Prozess um möglichen Asylbetrug Stammt syrische Familie eigentlich aus der Ukraine?

Münster · Eine Familie aus Syrien erhält Asyl. Doch dann ist plötzlich von Betrug die Rede. Eltern und Kinder sollen eigentlich aus der Ukraine stammen. Jetzt liegt ihr Schicksal in der Hand eines Richters.

Ein Briefkasten des Verwaltungsgerichts in Münster. An diesem Gericht findet der Prozess statt.

Ein Briefkasten des Verwaltungsgerichts in Münster. An diesem Gericht findet der Prozess statt.

Foto: dpa, ve fpt

Eine jesidische Familie wehrt sich vor Gericht gegen den Verdacht des Asylbetrugs. Das Bundesamt für Migration und Flüchtlinge (BAMF) behauptet, dass sich Eltern und Kinder bei der Einreise 2014 fälschlicherweise als Syrer ausgegeben haben. Tatsächlich stammten sie aus der Ukraine. Schließlich spreche keiner von ihnen arabisch. Zum Prozessauftakt vor dem Verwaltungsgericht Münster hat der 34-jährige Familienvater den Vorwurf am Montag jedoch vehement zurückgewiesen. "Ich komme aus einem kleinen Dorf in Syrien, in dem nur Jesiden gelebt haben", sagte er dem Richter. "Da wird kein arabisch gesprochen - nur kurdisch." Er sei auch nicht zur Schule gegangen.

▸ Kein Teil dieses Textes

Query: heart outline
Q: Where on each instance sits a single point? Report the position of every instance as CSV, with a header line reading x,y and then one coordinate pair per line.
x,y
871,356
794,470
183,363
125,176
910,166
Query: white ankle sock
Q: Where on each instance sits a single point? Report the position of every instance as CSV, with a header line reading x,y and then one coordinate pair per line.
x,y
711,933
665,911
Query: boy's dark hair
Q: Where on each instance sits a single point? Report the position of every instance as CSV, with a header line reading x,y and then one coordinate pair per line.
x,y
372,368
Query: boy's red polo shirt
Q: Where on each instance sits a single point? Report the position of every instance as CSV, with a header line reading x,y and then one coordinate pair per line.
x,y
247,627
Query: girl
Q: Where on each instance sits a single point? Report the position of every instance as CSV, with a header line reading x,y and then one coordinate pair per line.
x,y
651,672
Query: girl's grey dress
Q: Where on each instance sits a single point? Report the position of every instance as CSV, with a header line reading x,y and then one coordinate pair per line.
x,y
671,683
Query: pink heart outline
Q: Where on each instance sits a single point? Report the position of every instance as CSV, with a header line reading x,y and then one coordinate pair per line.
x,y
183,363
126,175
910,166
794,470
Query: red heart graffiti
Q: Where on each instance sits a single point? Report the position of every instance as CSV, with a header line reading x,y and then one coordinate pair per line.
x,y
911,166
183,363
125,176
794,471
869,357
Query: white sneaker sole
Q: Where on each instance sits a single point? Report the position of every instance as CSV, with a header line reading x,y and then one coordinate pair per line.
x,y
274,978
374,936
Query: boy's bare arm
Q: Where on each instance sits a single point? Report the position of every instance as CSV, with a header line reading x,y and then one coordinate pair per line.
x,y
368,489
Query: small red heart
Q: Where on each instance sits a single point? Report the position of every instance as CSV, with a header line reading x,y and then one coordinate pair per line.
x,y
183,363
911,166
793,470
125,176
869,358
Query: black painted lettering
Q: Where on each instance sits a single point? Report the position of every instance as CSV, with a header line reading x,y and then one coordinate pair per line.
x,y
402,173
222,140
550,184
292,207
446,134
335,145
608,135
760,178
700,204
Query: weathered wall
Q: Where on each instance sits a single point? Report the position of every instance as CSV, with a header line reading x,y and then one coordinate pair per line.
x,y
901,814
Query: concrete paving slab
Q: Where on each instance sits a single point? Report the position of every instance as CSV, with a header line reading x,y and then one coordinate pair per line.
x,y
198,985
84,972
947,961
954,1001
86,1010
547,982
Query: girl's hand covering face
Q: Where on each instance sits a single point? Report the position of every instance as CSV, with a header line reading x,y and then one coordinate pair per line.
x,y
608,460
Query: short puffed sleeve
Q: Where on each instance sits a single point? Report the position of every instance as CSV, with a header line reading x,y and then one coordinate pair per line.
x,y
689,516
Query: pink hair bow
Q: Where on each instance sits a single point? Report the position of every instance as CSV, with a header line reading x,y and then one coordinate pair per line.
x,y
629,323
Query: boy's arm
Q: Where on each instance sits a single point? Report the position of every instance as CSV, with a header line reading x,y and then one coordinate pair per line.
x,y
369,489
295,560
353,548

Der Familie war im März 2015 offiziell die Flüchtlingseigenschaft zugesprochen worden. Das Verfahren war zum Großteil auf dem Schriftwege erledigt worden. Bei einer ersten kurzen Anhörung hatte ein Dolmetscher zwar bereits Zweifel geäußert, ob die Familie wirklich aus Syrien stamme, weil kaum arabische Wörter in der kurdischen Sprache benutzt worden seien. Nachgegangen war man dem Verdacht aber nicht.

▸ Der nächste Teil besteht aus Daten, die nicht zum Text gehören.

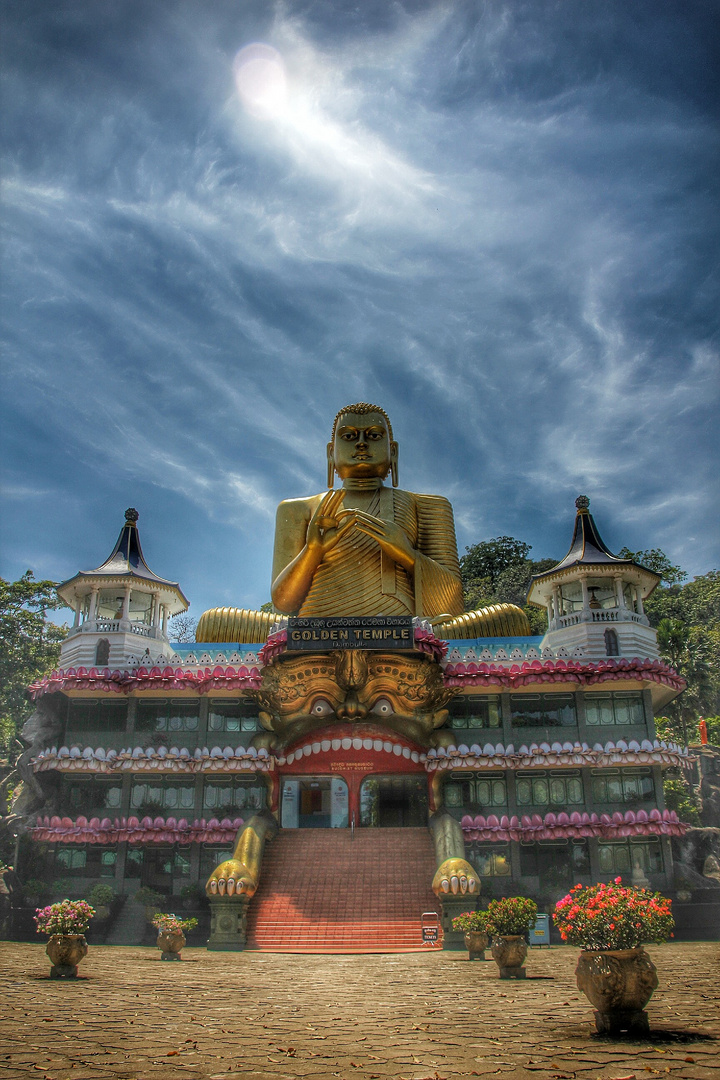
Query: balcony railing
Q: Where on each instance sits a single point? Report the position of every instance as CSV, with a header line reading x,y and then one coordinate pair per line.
x,y
601,615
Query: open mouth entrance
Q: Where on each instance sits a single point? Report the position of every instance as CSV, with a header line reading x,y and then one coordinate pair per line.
x,y
394,801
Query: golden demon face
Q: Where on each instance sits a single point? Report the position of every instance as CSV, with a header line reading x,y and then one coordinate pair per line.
x,y
402,693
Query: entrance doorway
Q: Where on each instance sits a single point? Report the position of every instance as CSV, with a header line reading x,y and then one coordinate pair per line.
x,y
314,802
394,801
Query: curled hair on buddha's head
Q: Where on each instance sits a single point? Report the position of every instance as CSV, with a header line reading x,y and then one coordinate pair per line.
x,y
362,408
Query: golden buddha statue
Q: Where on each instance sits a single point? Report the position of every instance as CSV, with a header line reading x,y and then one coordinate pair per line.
x,y
365,549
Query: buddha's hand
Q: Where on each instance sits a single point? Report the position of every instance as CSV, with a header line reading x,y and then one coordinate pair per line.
x,y
391,537
231,878
328,523
456,877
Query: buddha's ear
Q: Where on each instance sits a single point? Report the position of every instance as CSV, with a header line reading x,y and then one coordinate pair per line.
x,y
330,466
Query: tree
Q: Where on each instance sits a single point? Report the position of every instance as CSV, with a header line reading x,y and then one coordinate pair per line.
x,y
655,559
29,647
499,571
489,557
181,628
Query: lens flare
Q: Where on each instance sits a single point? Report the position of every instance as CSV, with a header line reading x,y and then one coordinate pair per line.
x,y
260,80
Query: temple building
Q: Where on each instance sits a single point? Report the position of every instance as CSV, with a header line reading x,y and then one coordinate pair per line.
x,y
192,768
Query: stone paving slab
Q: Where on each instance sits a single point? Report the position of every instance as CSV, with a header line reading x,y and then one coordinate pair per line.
x,y
406,1016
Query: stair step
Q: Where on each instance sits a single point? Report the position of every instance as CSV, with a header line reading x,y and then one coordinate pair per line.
x,y
323,891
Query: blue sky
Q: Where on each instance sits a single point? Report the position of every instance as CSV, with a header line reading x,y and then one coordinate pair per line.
x,y
499,220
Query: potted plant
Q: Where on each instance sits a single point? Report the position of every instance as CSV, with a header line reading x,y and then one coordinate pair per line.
x,y
473,925
508,922
610,923
149,900
66,923
171,934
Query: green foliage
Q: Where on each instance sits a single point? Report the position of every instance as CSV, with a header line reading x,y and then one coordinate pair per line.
x,y
29,647
471,922
613,917
489,557
679,797
655,559
512,915
499,571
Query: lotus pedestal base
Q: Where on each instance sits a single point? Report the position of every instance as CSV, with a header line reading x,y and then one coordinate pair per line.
x,y
66,952
508,952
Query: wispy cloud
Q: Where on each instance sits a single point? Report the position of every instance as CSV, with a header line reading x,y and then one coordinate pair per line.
x,y
498,221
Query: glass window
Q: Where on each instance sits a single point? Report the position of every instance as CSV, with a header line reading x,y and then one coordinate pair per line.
x,y
543,710
71,860
228,797
644,855
108,860
490,860
474,795
96,716
621,709
173,716
467,713
155,797
561,791
232,716
629,786
89,796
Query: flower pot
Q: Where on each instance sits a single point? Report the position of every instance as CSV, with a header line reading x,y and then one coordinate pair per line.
x,y
476,942
508,952
170,944
619,983
66,952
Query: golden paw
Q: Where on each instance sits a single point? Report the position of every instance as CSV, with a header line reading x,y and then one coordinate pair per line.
x,y
230,878
456,877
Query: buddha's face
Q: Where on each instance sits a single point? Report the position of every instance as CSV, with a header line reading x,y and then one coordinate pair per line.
x,y
362,446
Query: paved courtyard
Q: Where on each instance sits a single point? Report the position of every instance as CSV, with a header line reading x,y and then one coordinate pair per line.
x,y
407,1016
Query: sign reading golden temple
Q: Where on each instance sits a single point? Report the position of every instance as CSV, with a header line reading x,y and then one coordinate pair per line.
x,y
386,632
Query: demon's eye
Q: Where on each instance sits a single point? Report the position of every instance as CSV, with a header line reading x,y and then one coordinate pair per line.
x,y
321,707
382,707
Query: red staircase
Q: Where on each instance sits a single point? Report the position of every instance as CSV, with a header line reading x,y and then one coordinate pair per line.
x,y
323,891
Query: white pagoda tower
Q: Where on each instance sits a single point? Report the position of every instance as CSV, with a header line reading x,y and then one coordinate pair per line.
x,y
121,608
595,599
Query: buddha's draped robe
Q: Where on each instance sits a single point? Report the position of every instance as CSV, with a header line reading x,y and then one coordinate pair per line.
x,y
357,578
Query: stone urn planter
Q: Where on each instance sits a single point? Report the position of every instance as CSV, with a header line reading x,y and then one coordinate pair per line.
x,y
66,952
619,983
476,942
508,952
171,944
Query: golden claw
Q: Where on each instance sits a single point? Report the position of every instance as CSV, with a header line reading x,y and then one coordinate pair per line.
x,y
456,877
231,878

Dass nun alles wieder rückgängig gemacht werden soll, hat sich die Familie angeblich selbst zuzuschreiben. Vor Gericht war davon die Rede, dass sie damit geprahlt habe, wie einfach es doch sei, nach Deutschland zu kommen. Man müsse einfach nur angeben, dass man aus Syrien stamme.

Die zuständige Behörde in Borken/Westfalen hatte den Betrugsverdacht schließlich an das BAMF weitergeleitet. Im April 2016 wurde die Flüchtlingsanerkennung offiziell zurückgenommen. Genau dagegen wird nun geklagt.

Dass es sich bei den Eheleuten und ihren beiden minderjährigen Kindern um Jesiden kurdischer Abstammung handelt, steht wohl fest. Daran hatte auch der Richter am Verwaltungsgericht Münster am Montag keinen Zweifel. Aber wo hat die Familie gelebt, bevor sie 2014 nach Deutschland kam? In Syrien? In der Türkei? Oder tatsächlich in der Ukraine?

Auf Nachfrage konnte der 34-Jährige weitere syrische Dörfer beschreiben und Namen von Einwohnern nennen. "Mein Mandant konnte auf alle Fragen antworten", sagte sein Anwalt Baris Yesil. "Der Vorwurf, dass er aus der Ukraine kommt, ist einfach lächerlich." Trotzdem war der Richter am Ende nicht überzeugt. Er wird nun ein Sprachgutachten einholen, um anhand des kurdischen Dialektes festzustellen, wo der Familienvater tatsächlich herkommt.

Eine Entscheidung soll noch in diesem Jahr fallen.